When your query navigates across a getter which type is a generic parameter, an object or interface then the performance is bad. This is a limitation of the current query system implementation.
// The type of the 'indexedReference' is the generic parameter 'T'. // Due to type type erasure that type is unknown to db4o final List<GenericItemHolder<Item>> result = container.query(new Predicate<GenericItemHolder<Item>>() { @Override public boolean match(GenericItemHolder<Item> o) { return o.getIndexedReference().getIndexedString().equals(criteria); } });
All string operations beside the simple equals operation cannot use indexes at the moment. Therefore all string operations like contains, like, starts with etc. run slowly. Advanced string operations are not translated to SODA and therefore run even more slowly.
final List<Item> result = container.query(new Predicate<Item>() { @Override public boolean match(Item o) { return o.getIndexedString().contains(criteria); } });
The native query optimizer doesn't recognize date comparison and therefore such queries run extremely slow. You should fall back to SODA for date queries.
final List<Item> result = container.query(new Predicate<Item>() { @Override public boolean match(Item o) { return o.getIndexDate().after(date); } });
Any query which does contains operations on collections/arrays or navigates across a collection/array field will run slowly.
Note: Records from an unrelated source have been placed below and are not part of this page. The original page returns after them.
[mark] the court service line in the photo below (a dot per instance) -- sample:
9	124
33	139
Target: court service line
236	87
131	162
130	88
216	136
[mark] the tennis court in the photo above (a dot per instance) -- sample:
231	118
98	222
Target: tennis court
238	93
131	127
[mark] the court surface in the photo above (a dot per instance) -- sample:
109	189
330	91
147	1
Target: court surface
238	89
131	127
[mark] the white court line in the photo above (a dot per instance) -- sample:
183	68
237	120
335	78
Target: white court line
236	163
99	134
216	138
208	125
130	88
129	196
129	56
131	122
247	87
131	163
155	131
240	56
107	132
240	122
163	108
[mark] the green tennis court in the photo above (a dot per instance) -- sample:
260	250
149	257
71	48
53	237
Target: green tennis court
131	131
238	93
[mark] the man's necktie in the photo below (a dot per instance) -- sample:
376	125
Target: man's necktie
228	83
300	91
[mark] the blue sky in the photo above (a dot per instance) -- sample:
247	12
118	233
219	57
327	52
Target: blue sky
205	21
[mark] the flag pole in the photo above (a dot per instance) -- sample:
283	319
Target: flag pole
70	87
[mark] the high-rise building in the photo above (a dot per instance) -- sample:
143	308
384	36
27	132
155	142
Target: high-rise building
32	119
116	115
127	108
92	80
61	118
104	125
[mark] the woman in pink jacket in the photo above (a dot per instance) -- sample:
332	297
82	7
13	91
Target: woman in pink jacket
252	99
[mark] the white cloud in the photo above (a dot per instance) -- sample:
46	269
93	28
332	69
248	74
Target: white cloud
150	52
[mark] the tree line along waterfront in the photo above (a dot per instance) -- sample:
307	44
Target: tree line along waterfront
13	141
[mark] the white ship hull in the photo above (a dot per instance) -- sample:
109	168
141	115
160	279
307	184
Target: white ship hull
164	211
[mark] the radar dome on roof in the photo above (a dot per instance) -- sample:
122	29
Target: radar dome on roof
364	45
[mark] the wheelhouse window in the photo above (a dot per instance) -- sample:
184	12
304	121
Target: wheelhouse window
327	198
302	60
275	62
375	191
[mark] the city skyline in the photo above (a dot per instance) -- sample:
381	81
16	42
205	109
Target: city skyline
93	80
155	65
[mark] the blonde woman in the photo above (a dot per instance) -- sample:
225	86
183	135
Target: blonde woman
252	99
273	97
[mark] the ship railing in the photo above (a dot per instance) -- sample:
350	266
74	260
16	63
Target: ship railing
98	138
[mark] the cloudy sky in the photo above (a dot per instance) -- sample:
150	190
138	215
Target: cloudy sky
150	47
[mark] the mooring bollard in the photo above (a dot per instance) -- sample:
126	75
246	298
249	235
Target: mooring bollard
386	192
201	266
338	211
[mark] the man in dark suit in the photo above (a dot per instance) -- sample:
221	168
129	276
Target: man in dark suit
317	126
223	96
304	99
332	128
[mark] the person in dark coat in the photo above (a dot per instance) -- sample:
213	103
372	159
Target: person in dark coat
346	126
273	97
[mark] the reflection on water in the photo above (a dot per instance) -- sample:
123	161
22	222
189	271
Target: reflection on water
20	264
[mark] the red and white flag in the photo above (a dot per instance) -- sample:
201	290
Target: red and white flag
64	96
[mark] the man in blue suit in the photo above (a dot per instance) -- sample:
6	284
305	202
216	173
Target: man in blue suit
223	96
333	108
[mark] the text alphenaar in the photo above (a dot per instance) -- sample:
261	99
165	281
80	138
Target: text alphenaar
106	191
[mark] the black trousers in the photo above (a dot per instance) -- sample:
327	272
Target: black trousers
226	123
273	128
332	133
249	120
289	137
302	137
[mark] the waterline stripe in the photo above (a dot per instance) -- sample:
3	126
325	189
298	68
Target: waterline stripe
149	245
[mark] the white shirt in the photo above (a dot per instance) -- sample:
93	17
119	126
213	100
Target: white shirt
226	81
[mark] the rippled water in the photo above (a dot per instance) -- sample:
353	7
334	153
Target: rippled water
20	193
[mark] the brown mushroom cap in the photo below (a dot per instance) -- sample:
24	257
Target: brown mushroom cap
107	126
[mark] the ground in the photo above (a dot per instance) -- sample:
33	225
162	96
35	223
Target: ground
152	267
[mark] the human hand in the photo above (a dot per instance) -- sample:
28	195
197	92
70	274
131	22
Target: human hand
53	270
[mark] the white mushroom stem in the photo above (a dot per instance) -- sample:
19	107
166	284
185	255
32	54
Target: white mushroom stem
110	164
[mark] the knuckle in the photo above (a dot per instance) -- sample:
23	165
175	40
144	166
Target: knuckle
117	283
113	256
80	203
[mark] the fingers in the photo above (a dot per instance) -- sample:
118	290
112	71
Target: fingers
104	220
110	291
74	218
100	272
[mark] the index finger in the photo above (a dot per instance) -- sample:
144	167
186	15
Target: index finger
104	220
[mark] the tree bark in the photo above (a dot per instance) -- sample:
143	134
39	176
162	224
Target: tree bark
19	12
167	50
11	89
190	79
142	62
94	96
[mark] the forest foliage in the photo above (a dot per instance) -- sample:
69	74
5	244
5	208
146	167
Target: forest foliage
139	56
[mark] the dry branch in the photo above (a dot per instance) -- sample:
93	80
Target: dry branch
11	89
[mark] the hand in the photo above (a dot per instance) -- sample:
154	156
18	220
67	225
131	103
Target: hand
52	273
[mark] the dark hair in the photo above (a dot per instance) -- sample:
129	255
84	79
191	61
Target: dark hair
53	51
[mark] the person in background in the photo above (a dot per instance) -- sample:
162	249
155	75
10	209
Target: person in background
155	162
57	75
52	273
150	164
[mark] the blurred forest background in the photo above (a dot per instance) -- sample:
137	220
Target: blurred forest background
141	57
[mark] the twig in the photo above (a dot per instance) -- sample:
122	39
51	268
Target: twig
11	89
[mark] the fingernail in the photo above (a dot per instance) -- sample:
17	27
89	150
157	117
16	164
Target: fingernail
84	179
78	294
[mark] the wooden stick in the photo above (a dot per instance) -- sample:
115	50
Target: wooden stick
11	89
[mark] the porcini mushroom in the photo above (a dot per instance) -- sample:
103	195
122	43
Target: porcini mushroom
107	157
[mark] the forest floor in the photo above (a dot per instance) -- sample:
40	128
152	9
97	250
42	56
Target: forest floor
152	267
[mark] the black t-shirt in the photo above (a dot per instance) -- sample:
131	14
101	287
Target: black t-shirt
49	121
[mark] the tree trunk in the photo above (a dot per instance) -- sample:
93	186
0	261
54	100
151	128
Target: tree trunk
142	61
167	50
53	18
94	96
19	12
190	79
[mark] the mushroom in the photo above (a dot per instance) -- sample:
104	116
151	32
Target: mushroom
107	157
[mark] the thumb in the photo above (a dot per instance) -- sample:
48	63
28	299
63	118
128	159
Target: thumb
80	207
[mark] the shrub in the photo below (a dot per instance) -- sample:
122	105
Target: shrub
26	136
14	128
The reason is that db4o cannot index collections. Furthermore the native query optimizer may doesn't recognize such a query and just loads all objects to process the query.
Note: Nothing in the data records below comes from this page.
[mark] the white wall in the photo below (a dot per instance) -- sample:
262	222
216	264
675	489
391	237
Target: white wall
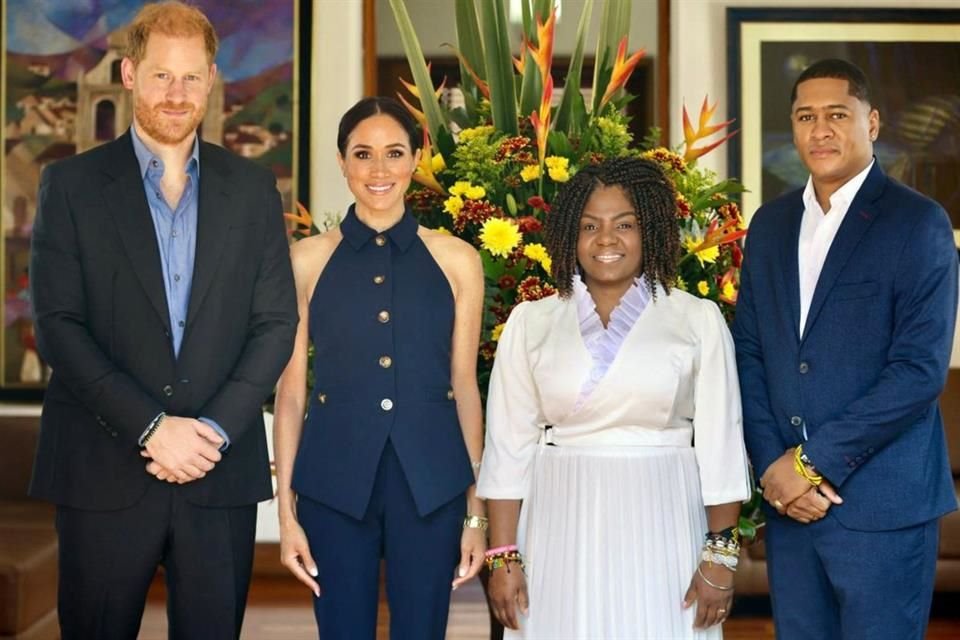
698	61
337	83
435	23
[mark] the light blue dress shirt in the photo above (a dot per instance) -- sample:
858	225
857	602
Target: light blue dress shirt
176	238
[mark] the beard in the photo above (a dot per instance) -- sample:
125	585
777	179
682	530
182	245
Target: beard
163	128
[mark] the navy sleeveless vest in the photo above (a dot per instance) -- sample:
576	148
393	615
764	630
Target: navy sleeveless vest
381	323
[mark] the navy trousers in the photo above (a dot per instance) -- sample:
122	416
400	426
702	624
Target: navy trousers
830	583
421	555
108	560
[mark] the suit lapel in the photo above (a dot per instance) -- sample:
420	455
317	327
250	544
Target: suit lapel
127	203
213	222
860	216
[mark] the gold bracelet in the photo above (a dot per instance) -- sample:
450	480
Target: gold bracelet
713	584
801	468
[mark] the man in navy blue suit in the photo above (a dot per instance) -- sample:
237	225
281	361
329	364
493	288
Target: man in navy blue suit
844	326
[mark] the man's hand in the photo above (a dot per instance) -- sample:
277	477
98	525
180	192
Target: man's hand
814	504
782	484
182	450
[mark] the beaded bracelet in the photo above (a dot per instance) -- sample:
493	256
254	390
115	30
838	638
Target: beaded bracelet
152	429
724	560
476	522
503	559
496	550
713	584
800	466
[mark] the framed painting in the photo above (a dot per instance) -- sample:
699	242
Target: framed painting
912	60
61	95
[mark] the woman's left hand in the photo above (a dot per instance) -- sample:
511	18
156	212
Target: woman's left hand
713	605
473	544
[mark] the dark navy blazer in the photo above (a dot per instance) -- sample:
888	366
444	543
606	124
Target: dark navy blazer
865	377
381	322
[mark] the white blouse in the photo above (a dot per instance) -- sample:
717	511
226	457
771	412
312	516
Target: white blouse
672	383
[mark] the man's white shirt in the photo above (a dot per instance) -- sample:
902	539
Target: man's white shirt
817	231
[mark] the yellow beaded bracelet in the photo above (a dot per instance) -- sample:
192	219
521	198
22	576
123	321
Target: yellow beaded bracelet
801	468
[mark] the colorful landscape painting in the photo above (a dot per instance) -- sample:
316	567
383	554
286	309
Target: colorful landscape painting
61	95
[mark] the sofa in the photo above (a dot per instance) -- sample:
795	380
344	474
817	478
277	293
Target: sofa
28	541
751	577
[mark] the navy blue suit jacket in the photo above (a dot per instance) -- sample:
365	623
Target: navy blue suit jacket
865	377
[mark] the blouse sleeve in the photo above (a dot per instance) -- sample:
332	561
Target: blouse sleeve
513	416
718	419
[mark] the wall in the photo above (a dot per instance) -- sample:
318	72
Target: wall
337	83
698	61
698	57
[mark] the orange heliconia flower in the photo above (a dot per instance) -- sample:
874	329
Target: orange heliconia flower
704	130
622	69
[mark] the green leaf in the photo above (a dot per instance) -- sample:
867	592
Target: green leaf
531	89
571	87
503	97
529	31
418	67
469	43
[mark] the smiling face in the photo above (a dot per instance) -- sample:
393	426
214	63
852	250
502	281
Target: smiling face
378	165
170	86
833	132
609	245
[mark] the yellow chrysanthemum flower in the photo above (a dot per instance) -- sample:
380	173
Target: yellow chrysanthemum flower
460	187
530	172
475	193
557	162
453	205
500	236
704	255
474	132
537	252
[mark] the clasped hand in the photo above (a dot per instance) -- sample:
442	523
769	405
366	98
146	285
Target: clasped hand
793	495
182	450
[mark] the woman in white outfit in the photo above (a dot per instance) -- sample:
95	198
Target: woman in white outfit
614	465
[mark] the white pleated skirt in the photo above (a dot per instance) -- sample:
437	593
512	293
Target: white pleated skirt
611	538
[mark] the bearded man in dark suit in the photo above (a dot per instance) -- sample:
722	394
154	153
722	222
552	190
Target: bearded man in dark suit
164	303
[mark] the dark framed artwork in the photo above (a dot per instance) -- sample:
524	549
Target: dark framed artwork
61	95
912	58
final List<CollectionHolder> result = container.query(new Predicate<CollectionHolder>() { @Override public boolean match(CollectionHolder o) { return o.getItems().contains(item); } });
When you do a computation in a query expression, then the native query optimizer cannot optimize your query. In that case it will load all objects in order to execute your query.
final List<Item> result = container.query(new Predicate<Item>() { @Override public boolean match(Item o) { return o.getIndexedString().equals("data for " + number); } });
Therefore you should move any computation outside of the query. Like this:
final String criteria = "data for " + number; final List<Item> result = container.query(new Predicate<Item>() { @Override public boolean match(Item o) { return o.getIndexedString().equals(criteria); } });
Calling complex methods in native queries is a bad idea. Most of the time the native query optimizer cannot deal with a complex method and will load all objects to execute the query.
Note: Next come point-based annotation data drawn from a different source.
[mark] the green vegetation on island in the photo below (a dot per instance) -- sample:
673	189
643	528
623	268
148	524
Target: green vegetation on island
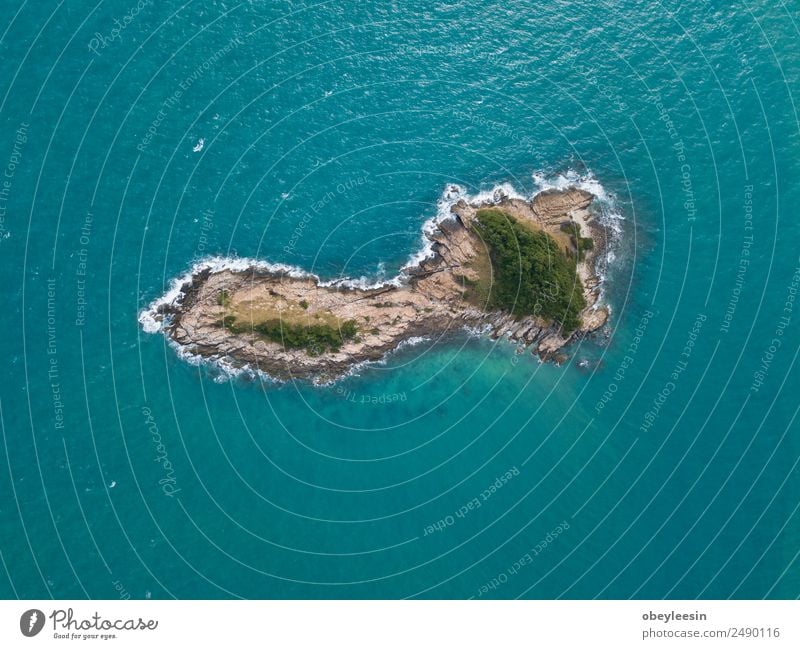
531	275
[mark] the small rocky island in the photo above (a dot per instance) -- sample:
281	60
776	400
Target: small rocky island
524	269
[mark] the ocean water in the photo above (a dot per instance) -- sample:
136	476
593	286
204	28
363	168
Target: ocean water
667	466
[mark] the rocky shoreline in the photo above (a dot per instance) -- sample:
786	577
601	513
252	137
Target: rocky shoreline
355	325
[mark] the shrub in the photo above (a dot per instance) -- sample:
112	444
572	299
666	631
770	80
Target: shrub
532	276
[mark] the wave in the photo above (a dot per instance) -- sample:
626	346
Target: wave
153	320
610	214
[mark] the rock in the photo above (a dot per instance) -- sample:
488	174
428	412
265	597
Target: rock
427	304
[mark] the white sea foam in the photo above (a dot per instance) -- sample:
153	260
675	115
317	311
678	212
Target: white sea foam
153	321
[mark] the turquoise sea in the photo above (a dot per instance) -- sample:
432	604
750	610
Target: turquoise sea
665	467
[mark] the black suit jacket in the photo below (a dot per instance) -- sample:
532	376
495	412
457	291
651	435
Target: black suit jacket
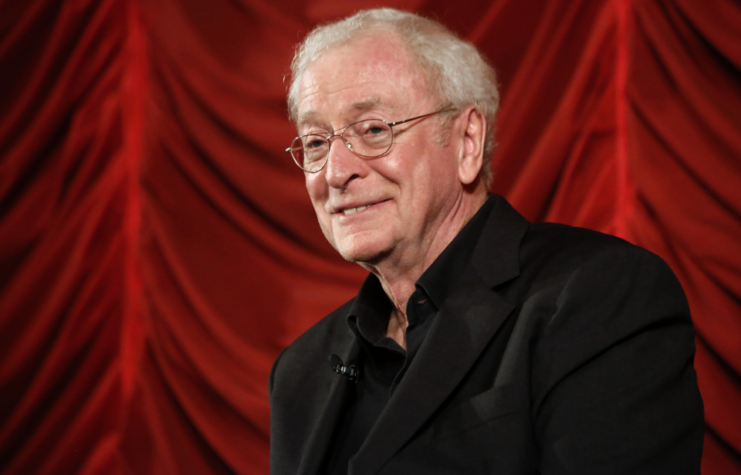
560	351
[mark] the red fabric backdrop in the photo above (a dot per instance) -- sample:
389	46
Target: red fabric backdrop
157	248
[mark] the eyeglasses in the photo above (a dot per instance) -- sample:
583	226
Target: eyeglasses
370	138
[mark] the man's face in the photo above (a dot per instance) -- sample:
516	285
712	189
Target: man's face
391	207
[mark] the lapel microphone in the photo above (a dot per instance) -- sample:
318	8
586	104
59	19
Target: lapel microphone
349	371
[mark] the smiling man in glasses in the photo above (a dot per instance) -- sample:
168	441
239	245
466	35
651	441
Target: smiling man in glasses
479	343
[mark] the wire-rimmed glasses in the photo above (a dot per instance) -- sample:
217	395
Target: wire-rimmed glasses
369	138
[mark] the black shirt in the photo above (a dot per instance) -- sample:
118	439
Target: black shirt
383	362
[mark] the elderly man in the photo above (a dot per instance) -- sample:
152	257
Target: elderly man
479	343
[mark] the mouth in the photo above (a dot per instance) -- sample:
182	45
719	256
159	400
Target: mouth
349	211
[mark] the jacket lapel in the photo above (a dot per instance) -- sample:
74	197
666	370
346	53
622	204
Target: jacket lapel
328	417
467	322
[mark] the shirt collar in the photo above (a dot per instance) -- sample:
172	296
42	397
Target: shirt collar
371	309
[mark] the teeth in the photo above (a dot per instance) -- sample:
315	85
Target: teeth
347	211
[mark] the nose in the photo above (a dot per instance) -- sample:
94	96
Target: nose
342	164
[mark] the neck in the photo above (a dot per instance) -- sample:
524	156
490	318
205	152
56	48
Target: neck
399	273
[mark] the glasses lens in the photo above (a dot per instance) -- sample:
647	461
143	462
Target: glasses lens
369	138
310	152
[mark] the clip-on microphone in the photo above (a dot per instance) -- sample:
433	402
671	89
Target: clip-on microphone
349	371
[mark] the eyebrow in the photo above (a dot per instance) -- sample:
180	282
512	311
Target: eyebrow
310	116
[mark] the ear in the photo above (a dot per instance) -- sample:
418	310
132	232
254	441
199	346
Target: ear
472	130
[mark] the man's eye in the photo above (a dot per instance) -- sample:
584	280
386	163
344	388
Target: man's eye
314	144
final List<Item> result = container.query(new Predicate<Item>() { @Override public boolean match(Item o) { return o.complexMethod(); } });
The best indication that a query is slow is when it cannot use any field index. Install a diagnostic listener and look for the LoadedFromClassIndex message. That message indicates that a query couldn't use any field index for its execution.
For native queries another indication is when the 'NativeQueryNotOptimized' or the 'NativeQueryOptimizerNotLoaded' diagnostic message occurs. Watch out for those as well.